Ukraine : Kiev fait état de 460 violations de la trêve de Pâques. Selon un rapport diffusé sur Facebook par l'état-major ukrainien, « 22 assauts ennemis, 153 bombardements et 275 frappes de drones FPV » ont eu lieu malgré l'annonce d'une trêve décidée par le Kremlin pour la Pâque orthodoxe, qui devait durer 32 heures à partir de samedi 16h.
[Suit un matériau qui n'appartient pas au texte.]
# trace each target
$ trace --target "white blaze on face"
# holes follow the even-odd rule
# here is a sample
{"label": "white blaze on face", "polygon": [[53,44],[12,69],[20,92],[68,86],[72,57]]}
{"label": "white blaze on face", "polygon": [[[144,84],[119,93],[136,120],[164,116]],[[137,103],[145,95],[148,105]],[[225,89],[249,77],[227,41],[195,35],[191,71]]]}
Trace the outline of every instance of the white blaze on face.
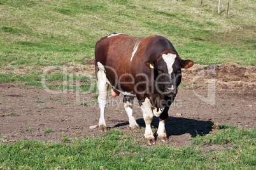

Le Kyiv Independent rapporte également que 101 affrontements ont été observés le long de la ligne de front. Le gouverneur de Koursk, Alexandre Khinchteïn, a accusé l'Ukraine d'avoir violé cette trêve. Un drone ukrainien aurait frappé une station-service à Lgov, blessant trois personnes, dont un bébé. Le président ukrainien Volodymyr Zelensky a averti que Kiev répondrait « coup pour coup » à toute agression. Par ailleurs, un échange de 350 prisonniers de guerre a été réalisé entre les deux pays.

Liban : des frappes israéliennes font 18 morts. Les opérations menées par l'armée israélienne à Saïda et à Nabatiyé ont causé la mort de 18 personnes, dont des secouristes du Hezbollah, d'après le ministère de la Santé libanais. Alors qu'Israël doit participer à des pourparlers avec le Liban, il a affirmé ne pas discuter d'un cessez-le-feu avec le mouvement chiite pro-iranien. Selon Axios, le gouvernement libanais a sollicité un « geste » d'Israël pour limiter davantage les frappes aériennes en attendant la réunion prévue.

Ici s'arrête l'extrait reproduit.